Written by M Sarita Varma | Thiruvananthapuram, Jul 30 | Updated: Jul 31 2007, 05:03am hrs
Just as rubber farms are finding their way out of the fever-caused labour shortage, its the turn of phytophthora fungus to clamp brakes on the rubber stocks rolling to tyre factories. Consequent to an unusually battering southwest monsoon, South Kerala plantations have widely reported the incidence of leaf fall disease that shrinks latex yield.

Rubber production is likely to fall short of target by 30%, said K Raghavan, joint production commissioner, Rubber Board. The Board, which has just finished a field-level survey on the fever-impact, will come out with its report in ten days. Traders estimate the production in May-June at 45,000 tonne.

Last year, in the same period, this ws 50,000 tonne. Although Rubber Research Institute of India assures that varieties like RRII-105 are disease-resistant, farmers in Punalur and Thiruvananthapuram have reported abnormal fall of leaves this season.
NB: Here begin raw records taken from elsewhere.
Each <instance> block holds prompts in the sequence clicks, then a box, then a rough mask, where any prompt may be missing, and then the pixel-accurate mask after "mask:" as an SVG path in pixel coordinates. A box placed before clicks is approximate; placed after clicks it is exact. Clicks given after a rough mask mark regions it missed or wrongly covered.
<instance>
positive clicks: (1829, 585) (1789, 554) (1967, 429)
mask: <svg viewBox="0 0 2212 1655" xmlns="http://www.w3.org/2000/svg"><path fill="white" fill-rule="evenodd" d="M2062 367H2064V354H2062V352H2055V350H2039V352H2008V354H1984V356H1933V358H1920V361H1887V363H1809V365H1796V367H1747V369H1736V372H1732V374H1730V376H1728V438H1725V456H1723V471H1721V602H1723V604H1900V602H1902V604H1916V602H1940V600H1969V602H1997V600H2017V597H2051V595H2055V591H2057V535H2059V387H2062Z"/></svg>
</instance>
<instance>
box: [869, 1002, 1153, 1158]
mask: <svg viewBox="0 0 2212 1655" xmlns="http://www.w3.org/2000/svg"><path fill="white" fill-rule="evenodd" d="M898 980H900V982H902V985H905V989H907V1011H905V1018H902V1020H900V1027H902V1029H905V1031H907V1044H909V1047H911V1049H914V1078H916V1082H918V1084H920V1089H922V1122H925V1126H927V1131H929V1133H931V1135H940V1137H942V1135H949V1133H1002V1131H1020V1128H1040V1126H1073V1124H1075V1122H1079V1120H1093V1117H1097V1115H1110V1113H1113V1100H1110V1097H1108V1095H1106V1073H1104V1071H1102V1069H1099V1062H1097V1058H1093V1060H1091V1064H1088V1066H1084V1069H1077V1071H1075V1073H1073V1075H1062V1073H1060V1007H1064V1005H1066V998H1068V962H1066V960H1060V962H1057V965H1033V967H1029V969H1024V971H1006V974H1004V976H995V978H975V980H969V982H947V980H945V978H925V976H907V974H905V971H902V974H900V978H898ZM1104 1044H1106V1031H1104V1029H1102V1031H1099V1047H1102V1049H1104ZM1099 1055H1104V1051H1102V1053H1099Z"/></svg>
The leaf fall disease is found in north Kerala during prolonged wet climate, but this seasons rain pattern has left a havoc trail on the south Kerala rubber trees too. Indirectly, the leaf disease is also a side-product of the shortage of labour after the viral fever rampage.

Plantations are usually advised to spray Bordo mixture to pre-empt the fungus, as part of the pre-monsoon farm protocol, according to CG Neelakantan, an Anchal-based farmer. Because of absence of farm hands, this precaution was often thrown to the winds, he added.

Tyre Industry, which initially hinted a 1-lakh tonne import plan for this year had been considering buying more actively from the domestic market when the farm-level issue brought the domestic price on par with the international price.